Now there’s an open letter going around signed by over 400 PhD students arguing for an uplift in their stipends. I support this wholeheartedly. I’m surprised there aren’t even more signatories than that, actually, but I think they have now opened it up again and let others sign it who didn’t know about it. I encourage all PhD students reading this to sign it

With inflation rampant at over 9%, even the IRC level of stipend is difficult for a student to live on (especially in the Greater Dublin area) yet many receive even less than that. Maynooth University, for example, funds many of its PhD students at the paltry level of €10K per annum. This is completely impossible to live on and it forces recipients to undertake large amounts of tutoring or other work (including bar work and retail) in order to get by financially. In my opinion stipends paid at this level are simply exploitative. I have argued repeatedly, but without success, for these to be scrapped.

The deliberate impoverishment of PhD students exists in order to force them to undertake extensive and poorly paid teaching duties because there aren’t enough teaching faculty to cover what is required. That situation is a direct result of the chronic underfunding of higher education in Ireland. Universities will argue that they don’t have any choice, but that doesn’t make the situation is acceptable.
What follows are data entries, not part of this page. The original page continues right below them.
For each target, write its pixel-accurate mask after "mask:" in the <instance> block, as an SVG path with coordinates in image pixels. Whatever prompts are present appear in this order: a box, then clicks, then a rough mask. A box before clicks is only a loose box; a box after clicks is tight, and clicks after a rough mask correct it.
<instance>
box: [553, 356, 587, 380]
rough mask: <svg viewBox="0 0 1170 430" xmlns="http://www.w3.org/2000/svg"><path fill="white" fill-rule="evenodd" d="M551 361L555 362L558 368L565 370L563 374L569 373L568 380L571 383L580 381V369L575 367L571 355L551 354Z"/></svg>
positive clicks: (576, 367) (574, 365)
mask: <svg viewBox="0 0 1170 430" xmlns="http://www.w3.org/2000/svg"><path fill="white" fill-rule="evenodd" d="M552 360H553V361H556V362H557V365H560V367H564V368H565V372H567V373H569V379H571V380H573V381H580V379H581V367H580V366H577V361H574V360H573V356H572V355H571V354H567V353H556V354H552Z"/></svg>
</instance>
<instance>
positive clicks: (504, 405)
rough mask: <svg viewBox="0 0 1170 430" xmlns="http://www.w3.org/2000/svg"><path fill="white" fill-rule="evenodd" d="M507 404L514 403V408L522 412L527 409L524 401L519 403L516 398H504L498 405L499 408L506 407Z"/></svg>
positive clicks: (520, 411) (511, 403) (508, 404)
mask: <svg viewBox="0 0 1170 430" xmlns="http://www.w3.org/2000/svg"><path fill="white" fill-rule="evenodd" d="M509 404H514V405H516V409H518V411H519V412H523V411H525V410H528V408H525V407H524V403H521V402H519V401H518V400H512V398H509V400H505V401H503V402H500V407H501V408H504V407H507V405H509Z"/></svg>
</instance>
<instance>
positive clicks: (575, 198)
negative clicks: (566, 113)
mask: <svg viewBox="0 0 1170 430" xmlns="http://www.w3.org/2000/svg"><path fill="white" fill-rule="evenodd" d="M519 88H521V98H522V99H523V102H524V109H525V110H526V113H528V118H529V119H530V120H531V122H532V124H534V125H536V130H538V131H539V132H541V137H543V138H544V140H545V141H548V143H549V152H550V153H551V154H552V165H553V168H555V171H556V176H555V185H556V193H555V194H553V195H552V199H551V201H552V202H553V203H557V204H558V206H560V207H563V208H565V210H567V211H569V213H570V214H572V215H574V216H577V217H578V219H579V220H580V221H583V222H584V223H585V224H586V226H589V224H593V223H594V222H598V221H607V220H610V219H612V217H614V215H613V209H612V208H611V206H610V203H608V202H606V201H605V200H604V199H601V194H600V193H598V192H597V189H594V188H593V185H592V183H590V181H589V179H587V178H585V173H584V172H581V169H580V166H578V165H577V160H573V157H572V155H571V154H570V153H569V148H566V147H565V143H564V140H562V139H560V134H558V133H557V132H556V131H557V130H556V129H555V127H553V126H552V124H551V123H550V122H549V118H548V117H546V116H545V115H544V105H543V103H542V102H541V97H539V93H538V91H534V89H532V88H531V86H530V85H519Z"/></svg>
Third level institutions don’t care. If they did they’d do something about it. Maynooth University ran up a surplus of €13.2M during the first year of the pandemic largely by exploiting unpaid overtime by lecturers and tutors, the latter predominantly PhD students. It could be used to provide emergency relief for PhD students but I bet it won’t be. In fact has anyone working at Maynooth received anything at all in return for generating this surplus?

It is of course good for a research student to get some teaching experience during their PhD but this should be on a voluntary basis. A PhD student who chooses to teach will probably do a better job than one who is forced to do it in order to pay the rent. My basic point, though, is that a full-time research student should be funded to do research full time, and it is grossly unfair to pay them too little for this to be possible.